Le second découle d’une rupture irréversible qui se produit le jour où l’on part pour un autre pays, le coeur plein d’espoir, à la conquête du monde, ou l’âme en peine, fuyant la misère et la répression. Le déracinement, volontaire ou subi, n’efface pas l’histoire, la culture qui nous habite. On garde sa langue, sa musique, sa cuisine et, surtout, on est gardien, malgré nous, de la mémoire collective que nous a confiée notre communauté d’origine.

Fil indestructible
Qu’on le veuille ou non, cette empreinte est indélébile. J’ai rencontré des immigrants qui rejetaient durement leur pays d’origine, d’autres qui ne vivaient que pour y retourner, comme mon père, comme mon grand-père, immigrants eux aussi. Tous traînaient avec eux un fil qui les reliait à leurs origines. Un fil indestructible. Tous pourraient nous raconter bien des histoires, nous transmettre bien des savoirs de leur pays d’origine, de la culture dont ils sont imprégnés à jamais.
Je n’y échappe pas.

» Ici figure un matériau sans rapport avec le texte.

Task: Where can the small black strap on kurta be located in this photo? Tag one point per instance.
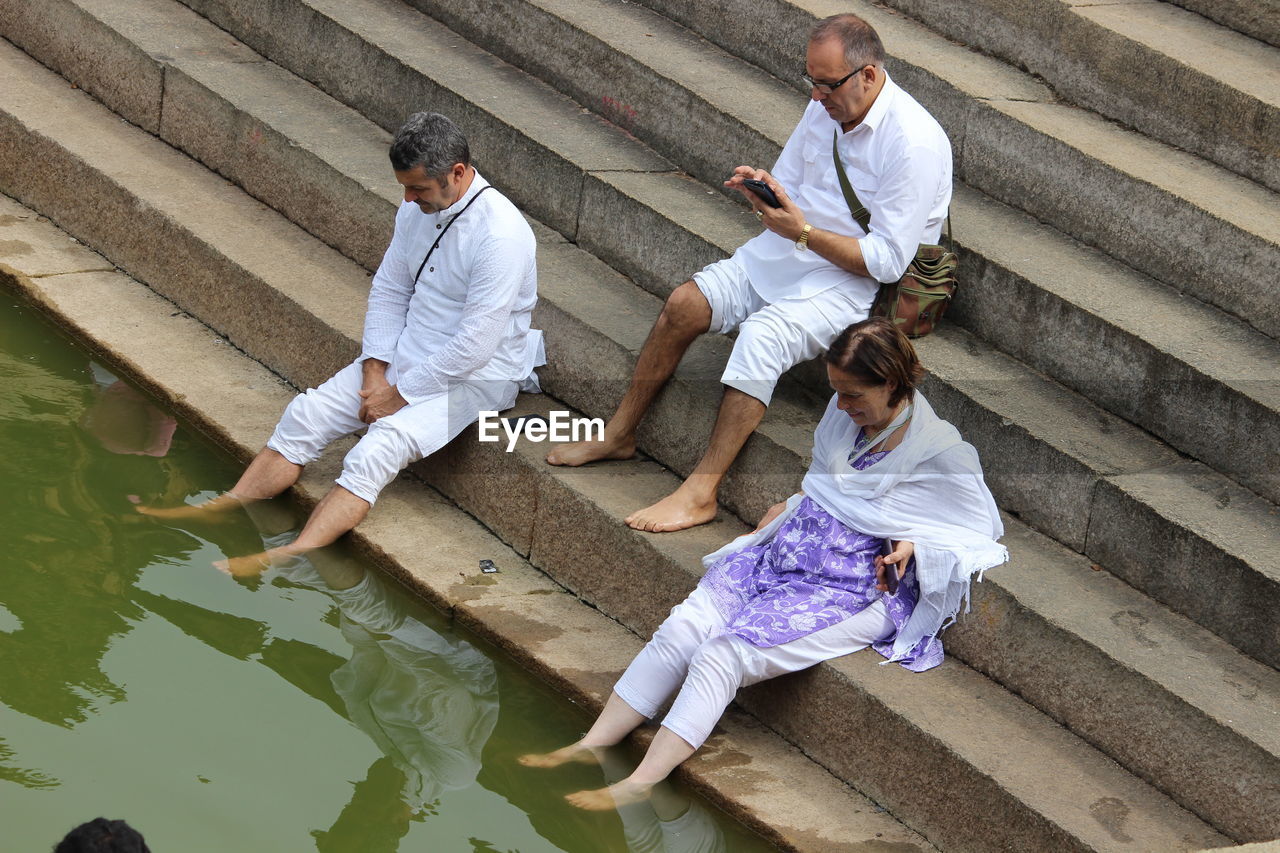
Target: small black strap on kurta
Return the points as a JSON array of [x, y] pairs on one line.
[[446, 229]]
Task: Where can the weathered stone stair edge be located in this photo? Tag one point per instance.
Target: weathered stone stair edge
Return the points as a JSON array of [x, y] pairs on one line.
[[986, 427], [1205, 89], [480, 478], [608, 210], [234, 414], [1136, 199], [1256, 18], [764, 32]]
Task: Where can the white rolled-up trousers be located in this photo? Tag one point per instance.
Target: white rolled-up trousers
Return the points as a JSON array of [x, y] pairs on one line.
[[691, 653], [773, 337], [320, 415]]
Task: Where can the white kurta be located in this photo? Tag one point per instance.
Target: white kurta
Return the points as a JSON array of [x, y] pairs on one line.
[[897, 160], [458, 341], [469, 315], [790, 304]]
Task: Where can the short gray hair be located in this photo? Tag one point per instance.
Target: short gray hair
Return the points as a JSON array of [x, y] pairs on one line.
[[859, 40], [432, 141]]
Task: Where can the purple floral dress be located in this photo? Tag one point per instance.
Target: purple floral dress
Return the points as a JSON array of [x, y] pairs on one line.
[[813, 573]]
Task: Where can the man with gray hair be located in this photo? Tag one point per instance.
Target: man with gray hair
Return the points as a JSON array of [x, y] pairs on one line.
[[447, 336], [813, 272]]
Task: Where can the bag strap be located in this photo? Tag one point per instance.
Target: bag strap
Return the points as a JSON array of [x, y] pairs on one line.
[[446, 229], [855, 205]]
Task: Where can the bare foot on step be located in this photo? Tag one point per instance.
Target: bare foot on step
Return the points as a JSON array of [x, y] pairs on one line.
[[251, 565], [214, 510], [680, 510], [583, 452], [604, 799], [575, 752]]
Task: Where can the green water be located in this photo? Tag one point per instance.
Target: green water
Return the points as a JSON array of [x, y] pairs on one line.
[[318, 708]]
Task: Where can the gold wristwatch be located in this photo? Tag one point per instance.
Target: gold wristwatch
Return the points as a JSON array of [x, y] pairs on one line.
[[803, 243]]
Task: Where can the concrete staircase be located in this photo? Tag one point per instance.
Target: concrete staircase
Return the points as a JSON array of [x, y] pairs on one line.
[[1120, 386]]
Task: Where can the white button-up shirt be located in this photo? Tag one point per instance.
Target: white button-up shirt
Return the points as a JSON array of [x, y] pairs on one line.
[[899, 163], [469, 315]]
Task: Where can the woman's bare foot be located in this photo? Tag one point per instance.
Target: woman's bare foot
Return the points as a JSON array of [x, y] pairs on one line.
[[604, 799], [214, 510], [575, 752], [583, 452], [251, 565], [685, 507]]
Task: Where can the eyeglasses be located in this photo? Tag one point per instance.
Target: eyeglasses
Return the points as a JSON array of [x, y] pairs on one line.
[[827, 89]]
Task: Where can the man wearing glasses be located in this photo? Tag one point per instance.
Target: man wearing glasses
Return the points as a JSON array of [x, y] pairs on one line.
[[813, 272]]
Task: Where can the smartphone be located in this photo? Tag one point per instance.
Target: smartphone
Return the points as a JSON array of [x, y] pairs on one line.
[[763, 191], [891, 578]]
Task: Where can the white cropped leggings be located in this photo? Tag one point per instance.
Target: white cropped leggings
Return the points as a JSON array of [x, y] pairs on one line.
[[691, 653]]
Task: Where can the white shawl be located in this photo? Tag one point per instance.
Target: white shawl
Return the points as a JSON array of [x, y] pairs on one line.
[[928, 489]]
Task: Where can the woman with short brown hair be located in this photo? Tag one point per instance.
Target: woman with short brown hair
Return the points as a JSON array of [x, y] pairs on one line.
[[877, 550]]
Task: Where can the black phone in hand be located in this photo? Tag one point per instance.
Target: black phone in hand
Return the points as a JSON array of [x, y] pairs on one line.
[[763, 191]]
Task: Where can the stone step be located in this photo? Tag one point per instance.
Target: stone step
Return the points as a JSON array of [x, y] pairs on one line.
[[658, 227], [1075, 466], [1166, 213], [1166, 72], [568, 533], [1133, 62], [1256, 18], [769, 785]]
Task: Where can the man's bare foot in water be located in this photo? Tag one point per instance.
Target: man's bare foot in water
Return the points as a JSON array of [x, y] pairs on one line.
[[583, 452], [575, 753], [214, 510], [604, 799], [252, 565], [685, 507]]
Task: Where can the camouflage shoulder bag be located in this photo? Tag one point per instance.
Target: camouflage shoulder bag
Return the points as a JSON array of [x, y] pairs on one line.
[[915, 302]]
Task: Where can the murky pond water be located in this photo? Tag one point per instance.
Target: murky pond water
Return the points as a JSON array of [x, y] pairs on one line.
[[320, 708]]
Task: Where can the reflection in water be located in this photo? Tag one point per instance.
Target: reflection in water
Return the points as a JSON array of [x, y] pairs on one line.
[[664, 822], [65, 569], [428, 701], [218, 710]]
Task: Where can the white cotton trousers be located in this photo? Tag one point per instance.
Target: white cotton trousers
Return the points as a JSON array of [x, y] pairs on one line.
[[320, 415], [773, 337], [691, 653]]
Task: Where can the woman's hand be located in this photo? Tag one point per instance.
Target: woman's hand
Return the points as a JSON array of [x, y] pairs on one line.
[[894, 560], [772, 512]]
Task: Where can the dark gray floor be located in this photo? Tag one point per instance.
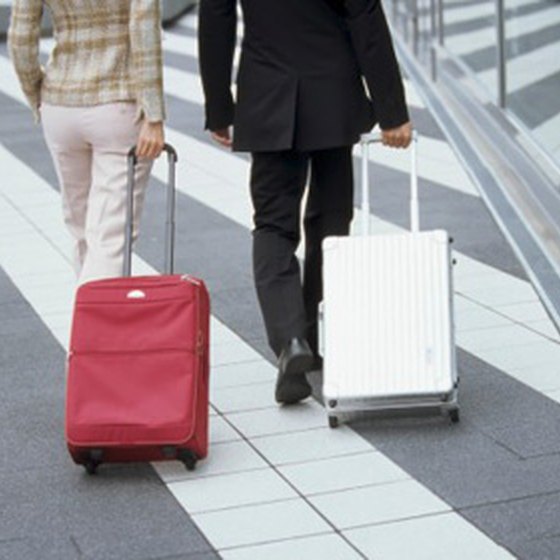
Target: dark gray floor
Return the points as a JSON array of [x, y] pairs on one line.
[[502, 458]]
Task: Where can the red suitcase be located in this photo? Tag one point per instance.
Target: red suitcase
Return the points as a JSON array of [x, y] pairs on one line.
[[138, 366]]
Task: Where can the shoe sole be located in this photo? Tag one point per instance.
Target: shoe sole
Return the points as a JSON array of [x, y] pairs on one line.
[[286, 391]]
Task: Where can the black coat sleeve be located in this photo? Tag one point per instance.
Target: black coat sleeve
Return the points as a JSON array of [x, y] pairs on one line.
[[217, 37], [373, 45]]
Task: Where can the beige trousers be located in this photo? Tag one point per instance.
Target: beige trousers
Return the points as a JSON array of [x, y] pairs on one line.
[[89, 146]]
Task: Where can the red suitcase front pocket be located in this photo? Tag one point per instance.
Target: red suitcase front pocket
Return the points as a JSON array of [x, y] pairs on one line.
[[140, 398]]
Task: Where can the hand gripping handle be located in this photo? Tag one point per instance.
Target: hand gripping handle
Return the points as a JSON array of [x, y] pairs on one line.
[[170, 215], [376, 138]]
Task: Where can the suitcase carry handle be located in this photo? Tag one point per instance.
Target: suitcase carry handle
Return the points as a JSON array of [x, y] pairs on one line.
[[170, 219], [376, 138]]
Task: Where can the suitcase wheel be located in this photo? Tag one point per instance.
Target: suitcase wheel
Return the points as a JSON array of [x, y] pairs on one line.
[[94, 459], [91, 467], [333, 422], [454, 415], [188, 458]]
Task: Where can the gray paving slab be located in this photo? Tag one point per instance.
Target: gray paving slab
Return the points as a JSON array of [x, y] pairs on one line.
[[36, 548], [531, 527], [518, 418]]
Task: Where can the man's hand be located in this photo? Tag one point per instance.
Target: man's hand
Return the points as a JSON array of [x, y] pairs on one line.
[[399, 137], [223, 137]]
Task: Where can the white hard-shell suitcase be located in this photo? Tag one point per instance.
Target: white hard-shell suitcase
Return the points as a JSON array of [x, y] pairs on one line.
[[387, 316]]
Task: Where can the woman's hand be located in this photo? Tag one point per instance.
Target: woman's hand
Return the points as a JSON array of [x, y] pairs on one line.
[[399, 137], [151, 140]]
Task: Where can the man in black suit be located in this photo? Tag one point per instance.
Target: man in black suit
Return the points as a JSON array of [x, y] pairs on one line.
[[301, 105]]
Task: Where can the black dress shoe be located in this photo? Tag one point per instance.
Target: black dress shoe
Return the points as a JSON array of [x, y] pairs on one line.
[[296, 359]]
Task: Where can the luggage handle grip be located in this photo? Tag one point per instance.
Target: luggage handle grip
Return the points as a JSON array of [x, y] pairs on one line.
[[132, 160], [377, 138]]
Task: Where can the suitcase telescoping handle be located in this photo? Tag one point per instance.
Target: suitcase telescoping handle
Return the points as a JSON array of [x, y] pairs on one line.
[[376, 138], [170, 214]]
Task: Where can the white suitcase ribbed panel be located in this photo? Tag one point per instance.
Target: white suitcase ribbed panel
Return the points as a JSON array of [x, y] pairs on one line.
[[387, 316]]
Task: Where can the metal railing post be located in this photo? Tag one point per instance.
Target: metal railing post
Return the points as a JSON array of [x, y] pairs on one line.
[[501, 52], [440, 22], [415, 30]]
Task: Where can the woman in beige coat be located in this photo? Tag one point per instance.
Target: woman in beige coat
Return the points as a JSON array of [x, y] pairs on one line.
[[100, 93]]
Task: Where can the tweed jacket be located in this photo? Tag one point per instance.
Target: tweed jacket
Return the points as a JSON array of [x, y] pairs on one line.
[[105, 51]]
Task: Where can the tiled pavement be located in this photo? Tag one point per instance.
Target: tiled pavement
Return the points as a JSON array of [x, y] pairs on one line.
[[278, 482]]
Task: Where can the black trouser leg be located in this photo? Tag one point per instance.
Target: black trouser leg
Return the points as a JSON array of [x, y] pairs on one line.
[[277, 185], [329, 212]]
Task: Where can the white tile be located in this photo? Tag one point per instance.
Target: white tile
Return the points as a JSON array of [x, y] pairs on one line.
[[497, 337], [223, 458], [519, 357], [231, 490], [524, 312], [221, 431], [260, 524], [279, 420], [554, 395], [246, 397], [546, 327], [343, 473], [311, 445], [328, 547], [245, 373], [508, 293], [438, 536], [232, 352], [378, 504], [479, 318]]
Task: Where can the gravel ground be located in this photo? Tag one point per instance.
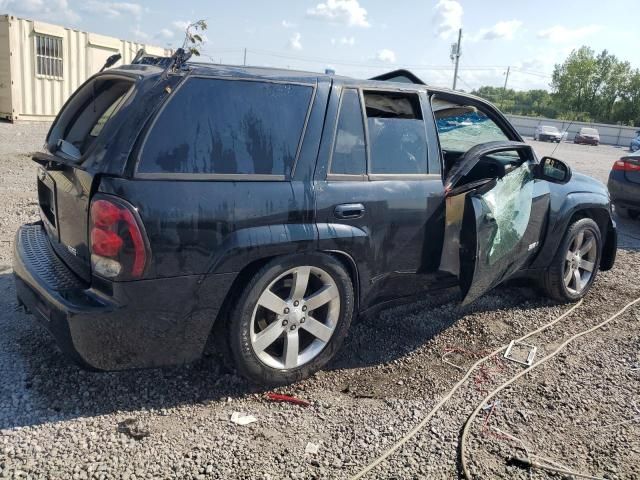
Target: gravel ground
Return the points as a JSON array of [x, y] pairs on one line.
[[57, 421]]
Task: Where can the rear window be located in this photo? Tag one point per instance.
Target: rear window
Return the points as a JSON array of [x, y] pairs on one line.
[[87, 113], [213, 126]]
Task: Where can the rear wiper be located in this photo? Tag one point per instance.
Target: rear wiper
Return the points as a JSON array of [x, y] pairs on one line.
[[111, 61], [53, 162]]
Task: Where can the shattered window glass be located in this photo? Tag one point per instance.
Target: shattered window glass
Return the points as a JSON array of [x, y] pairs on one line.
[[509, 203], [458, 133]]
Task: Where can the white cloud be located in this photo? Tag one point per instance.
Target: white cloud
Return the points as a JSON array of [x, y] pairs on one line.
[[113, 9], [505, 29], [347, 12], [386, 55], [347, 41], [181, 24], [561, 34], [447, 18], [294, 41], [138, 34], [49, 10]]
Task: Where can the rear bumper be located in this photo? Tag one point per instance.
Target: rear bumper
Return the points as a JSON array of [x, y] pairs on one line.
[[623, 193], [142, 324]]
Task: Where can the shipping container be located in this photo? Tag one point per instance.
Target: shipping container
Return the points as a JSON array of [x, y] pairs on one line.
[[42, 64]]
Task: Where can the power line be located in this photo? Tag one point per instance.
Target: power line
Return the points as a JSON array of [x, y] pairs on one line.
[[328, 61]]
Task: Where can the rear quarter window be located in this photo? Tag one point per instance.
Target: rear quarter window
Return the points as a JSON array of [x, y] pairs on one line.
[[213, 126]]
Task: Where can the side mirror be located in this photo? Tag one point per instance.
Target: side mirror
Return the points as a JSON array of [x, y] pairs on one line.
[[554, 170]]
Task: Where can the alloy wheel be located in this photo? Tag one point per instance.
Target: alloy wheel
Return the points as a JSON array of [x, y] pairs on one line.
[[580, 261], [295, 317]]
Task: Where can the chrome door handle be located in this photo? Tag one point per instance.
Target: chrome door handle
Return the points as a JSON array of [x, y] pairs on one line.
[[349, 210]]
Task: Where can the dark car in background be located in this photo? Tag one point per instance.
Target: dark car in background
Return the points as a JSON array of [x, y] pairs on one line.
[[587, 136], [547, 133], [624, 185], [259, 210]]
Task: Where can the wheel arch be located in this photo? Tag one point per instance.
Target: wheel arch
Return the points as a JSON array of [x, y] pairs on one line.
[[575, 206], [217, 334]]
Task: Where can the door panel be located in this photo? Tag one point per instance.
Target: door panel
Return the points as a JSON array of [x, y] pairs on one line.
[[396, 241], [501, 229]]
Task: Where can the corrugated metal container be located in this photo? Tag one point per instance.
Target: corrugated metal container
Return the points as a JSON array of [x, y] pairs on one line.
[[42, 64]]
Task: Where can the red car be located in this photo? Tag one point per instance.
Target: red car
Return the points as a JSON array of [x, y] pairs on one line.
[[590, 136]]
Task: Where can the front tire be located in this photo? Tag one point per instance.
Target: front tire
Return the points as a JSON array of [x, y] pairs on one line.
[[291, 318], [576, 263], [627, 213]]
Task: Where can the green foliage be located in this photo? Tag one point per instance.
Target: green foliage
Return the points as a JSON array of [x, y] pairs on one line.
[[585, 87]]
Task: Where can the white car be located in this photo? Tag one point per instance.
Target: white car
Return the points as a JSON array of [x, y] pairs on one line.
[[547, 133]]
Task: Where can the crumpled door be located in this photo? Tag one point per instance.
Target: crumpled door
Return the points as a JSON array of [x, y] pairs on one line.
[[495, 222]]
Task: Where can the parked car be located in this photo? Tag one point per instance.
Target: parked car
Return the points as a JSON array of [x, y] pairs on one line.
[[547, 133], [588, 136], [624, 185], [258, 210], [634, 146]]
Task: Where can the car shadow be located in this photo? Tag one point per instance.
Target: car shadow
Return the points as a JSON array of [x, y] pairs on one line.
[[40, 385]]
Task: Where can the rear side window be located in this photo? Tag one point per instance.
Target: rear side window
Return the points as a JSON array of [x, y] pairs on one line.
[[86, 115], [213, 126], [397, 133], [349, 150]]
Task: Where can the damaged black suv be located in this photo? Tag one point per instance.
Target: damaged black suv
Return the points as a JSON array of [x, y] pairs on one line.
[[261, 209]]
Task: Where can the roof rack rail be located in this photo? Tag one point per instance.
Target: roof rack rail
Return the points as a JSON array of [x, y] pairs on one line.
[[400, 75], [144, 58]]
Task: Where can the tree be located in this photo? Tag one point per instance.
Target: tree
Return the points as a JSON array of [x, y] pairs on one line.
[[192, 39], [585, 87]]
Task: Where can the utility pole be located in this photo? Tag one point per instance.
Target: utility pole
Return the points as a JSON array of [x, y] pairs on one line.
[[504, 90], [506, 79], [456, 54]]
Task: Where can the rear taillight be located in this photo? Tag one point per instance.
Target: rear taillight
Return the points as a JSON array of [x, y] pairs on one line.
[[626, 166], [118, 247]]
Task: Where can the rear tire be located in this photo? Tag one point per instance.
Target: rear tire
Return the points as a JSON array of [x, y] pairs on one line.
[[280, 331], [576, 263]]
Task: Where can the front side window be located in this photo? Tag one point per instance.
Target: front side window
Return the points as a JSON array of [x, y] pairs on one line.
[[349, 150], [213, 126], [397, 133], [49, 56]]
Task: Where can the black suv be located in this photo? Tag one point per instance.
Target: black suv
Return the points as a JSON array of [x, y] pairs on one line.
[[265, 208]]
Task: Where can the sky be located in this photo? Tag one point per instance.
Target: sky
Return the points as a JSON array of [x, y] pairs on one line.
[[363, 38]]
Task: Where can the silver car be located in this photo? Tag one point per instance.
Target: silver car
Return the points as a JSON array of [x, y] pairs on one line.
[[547, 133]]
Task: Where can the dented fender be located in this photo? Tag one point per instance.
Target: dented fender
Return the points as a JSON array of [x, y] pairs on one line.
[[564, 205]]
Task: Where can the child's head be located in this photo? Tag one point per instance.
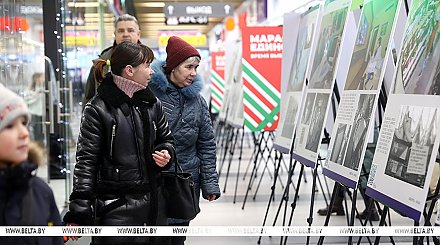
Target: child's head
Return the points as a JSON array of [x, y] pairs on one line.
[[14, 135]]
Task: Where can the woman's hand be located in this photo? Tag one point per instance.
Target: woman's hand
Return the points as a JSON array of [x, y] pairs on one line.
[[161, 158]]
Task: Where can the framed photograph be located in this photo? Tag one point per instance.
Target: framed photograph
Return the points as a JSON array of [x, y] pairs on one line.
[[383, 28]]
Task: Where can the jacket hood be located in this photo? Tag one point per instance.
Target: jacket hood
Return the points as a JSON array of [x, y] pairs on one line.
[[159, 81]]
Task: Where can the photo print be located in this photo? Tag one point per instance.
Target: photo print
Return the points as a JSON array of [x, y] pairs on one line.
[[340, 143], [327, 50], [302, 51], [418, 68], [412, 144], [289, 121], [371, 45], [359, 130], [316, 122]]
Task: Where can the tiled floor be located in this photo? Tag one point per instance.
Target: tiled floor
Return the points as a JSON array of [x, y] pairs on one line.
[[224, 212]]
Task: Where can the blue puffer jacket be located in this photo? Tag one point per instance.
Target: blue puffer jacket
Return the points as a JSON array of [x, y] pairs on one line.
[[193, 132]]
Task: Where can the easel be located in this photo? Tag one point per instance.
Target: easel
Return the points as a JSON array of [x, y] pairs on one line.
[[381, 105], [264, 138]]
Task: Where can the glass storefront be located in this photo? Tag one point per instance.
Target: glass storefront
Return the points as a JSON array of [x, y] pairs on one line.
[[46, 59]]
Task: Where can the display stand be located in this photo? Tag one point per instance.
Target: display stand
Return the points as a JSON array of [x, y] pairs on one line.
[[262, 147], [234, 137], [229, 132], [239, 163]]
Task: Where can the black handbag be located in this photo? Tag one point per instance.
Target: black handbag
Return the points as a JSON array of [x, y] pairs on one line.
[[180, 197]]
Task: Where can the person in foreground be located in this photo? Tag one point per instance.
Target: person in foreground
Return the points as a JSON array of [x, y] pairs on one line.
[[176, 83], [124, 144], [25, 200]]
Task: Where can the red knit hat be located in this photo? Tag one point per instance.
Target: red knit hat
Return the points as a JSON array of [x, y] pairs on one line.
[[178, 51]]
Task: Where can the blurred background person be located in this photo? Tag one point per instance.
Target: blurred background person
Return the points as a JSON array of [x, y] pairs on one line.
[[35, 101], [25, 200], [126, 29]]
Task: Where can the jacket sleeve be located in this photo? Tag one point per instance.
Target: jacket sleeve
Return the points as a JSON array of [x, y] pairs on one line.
[[206, 152], [87, 158], [164, 138], [90, 90]]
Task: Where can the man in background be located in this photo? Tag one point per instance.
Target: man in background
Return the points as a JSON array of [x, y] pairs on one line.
[[126, 29]]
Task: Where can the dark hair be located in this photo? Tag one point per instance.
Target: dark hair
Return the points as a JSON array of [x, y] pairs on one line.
[[126, 53], [35, 78], [126, 17]]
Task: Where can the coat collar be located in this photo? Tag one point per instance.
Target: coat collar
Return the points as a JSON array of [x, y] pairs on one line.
[[159, 81], [111, 94]]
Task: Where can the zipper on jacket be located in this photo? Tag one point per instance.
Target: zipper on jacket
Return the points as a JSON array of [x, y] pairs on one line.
[[112, 140], [135, 139]]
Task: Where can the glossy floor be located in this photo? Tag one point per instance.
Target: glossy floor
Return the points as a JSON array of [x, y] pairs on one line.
[[232, 210]]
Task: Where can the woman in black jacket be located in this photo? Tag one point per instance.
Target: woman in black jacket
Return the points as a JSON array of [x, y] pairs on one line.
[[124, 144]]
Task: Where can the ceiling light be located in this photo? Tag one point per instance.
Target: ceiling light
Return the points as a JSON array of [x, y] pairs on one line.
[[151, 5]]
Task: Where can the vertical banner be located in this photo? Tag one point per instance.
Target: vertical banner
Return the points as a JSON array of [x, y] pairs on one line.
[[355, 115], [261, 64], [298, 39], [410, 133], [321, 77], [217, 80]]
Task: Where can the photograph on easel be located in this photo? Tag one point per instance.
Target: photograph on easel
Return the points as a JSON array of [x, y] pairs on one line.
[[357, 140], [327, 50], [300, 34], [412, 144], [417, 69], [371, 45]]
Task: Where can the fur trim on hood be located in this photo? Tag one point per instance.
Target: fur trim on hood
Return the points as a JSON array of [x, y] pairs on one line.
[[159, 81], [35, 154]]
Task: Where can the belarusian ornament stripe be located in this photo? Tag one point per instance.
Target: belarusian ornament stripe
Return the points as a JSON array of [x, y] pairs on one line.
[[217, 91], [261, 99]]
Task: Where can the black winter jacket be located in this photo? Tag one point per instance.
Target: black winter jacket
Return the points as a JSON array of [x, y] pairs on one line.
[[118, 134], [26, 200]]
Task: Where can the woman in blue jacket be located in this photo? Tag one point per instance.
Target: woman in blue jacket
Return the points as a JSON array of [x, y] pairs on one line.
[[176, 83]]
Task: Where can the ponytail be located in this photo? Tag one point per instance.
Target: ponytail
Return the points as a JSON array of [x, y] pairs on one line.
[[100, 70]]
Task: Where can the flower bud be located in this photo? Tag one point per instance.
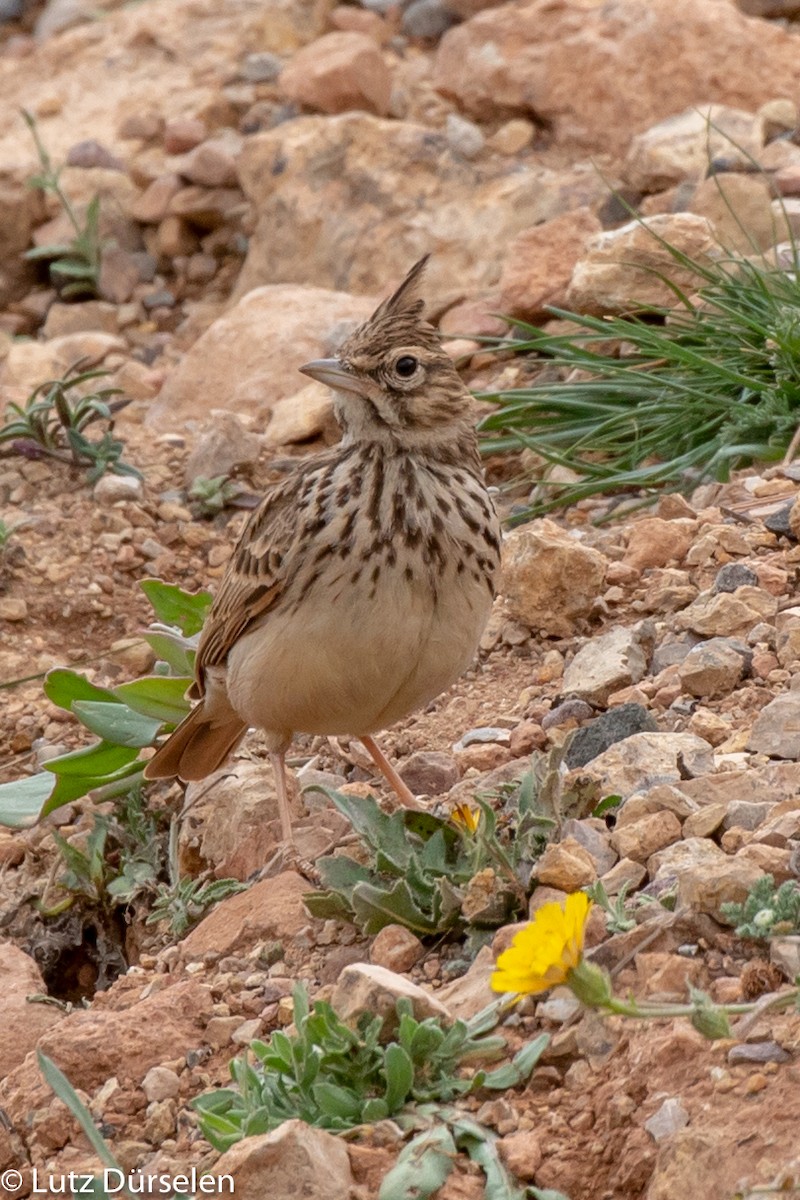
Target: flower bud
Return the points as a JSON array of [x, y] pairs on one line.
[[711, 1023], [590, 984]]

J’aime le caractère des vins espagnols, le flamenco me bouleverse et le Real Madrid a toujours été mon équipe préférée. Avant même que je sache ce qu’était le soccer. Mais il y a des moments où la mémoire se fait plus vive. C’est le cas en ce moment. Est-ce la chaleur humide de ces derniers jours qui me connecte à la Méditerranée ? Possible. Est-ce la présence de Fernando Alonso au Grand Prix de Montréal, au volant de sa Ferrari « high tech » ? Je ne crois pas. Il représente pour moi un monde désincarné, symbole d’une civilisation révolue. Est-ce l’Euro 2012 qui se déroule en ce moment et dont l’Espagne est l’équipe favorite ? Même pas. Je porte un regard distrait sur les résultats. Tant mieux s’ils gagnent, bof s’ils perdent…
Non, je me sens plus immigrant que d’habitude parce que les histoires que me contaient mes parents et mes grands-parents ou celles que j’ai lues reviennent à la surface ; la persécution d’un ami d’enfance de mon père, devenu professeur, et qui, soupçonné d’être un « rouge » (un rojo), devait se présenter à la garde civile avant chaque événement officiel. Il était emprisonné par mesure préventive jusqu’à la fin des cérémonies. Pendant près de quarante ans qui ont suivi la fin de la guerre civile, sous le régime de Franco, il a été battu, torturé, humilié. Mais il a survécu. Un jour que je me promenais avec mon père, nous l’avons croisé dans la rue. Il était demeuré un être fier.
Bien sûr, il y a la fin horrible du poète et dramaturge Federico García Lorca, âgé de 36 ans, exécuté sommairement dans un fossé et jeté dans une fosse commune.
Ce soir, je ne trouve pas le sommeil. Mes pensées sont envahies par un fait divers de cette époque que j’avais presque oublié. À l’époque où les tramways serpentaient les villes, plus nombreux que les voitures, un contrôleur accueillait les passagers, sa machine à poinçonner les billets en bandoulière sur l’épaule de son uniforme. À force de recevoir la courroie de la machine à poinçonner, jour après jour, le tissu de l’épaulette s’usait, il devenait luisant.
Un jour, la garde civile arrêta l’un d’eux. Jugé coupable de subversion, il fut exécuté : l’accusation avait démontré que, son veston d’uniforme étant élimé à l’épaule, cela constituait la preuve qu’il portait un fusil.
C’était une époque noire ; la suspicion et la terreur régnaient. C’était un temps où la police disposait de tous les pouvoirs.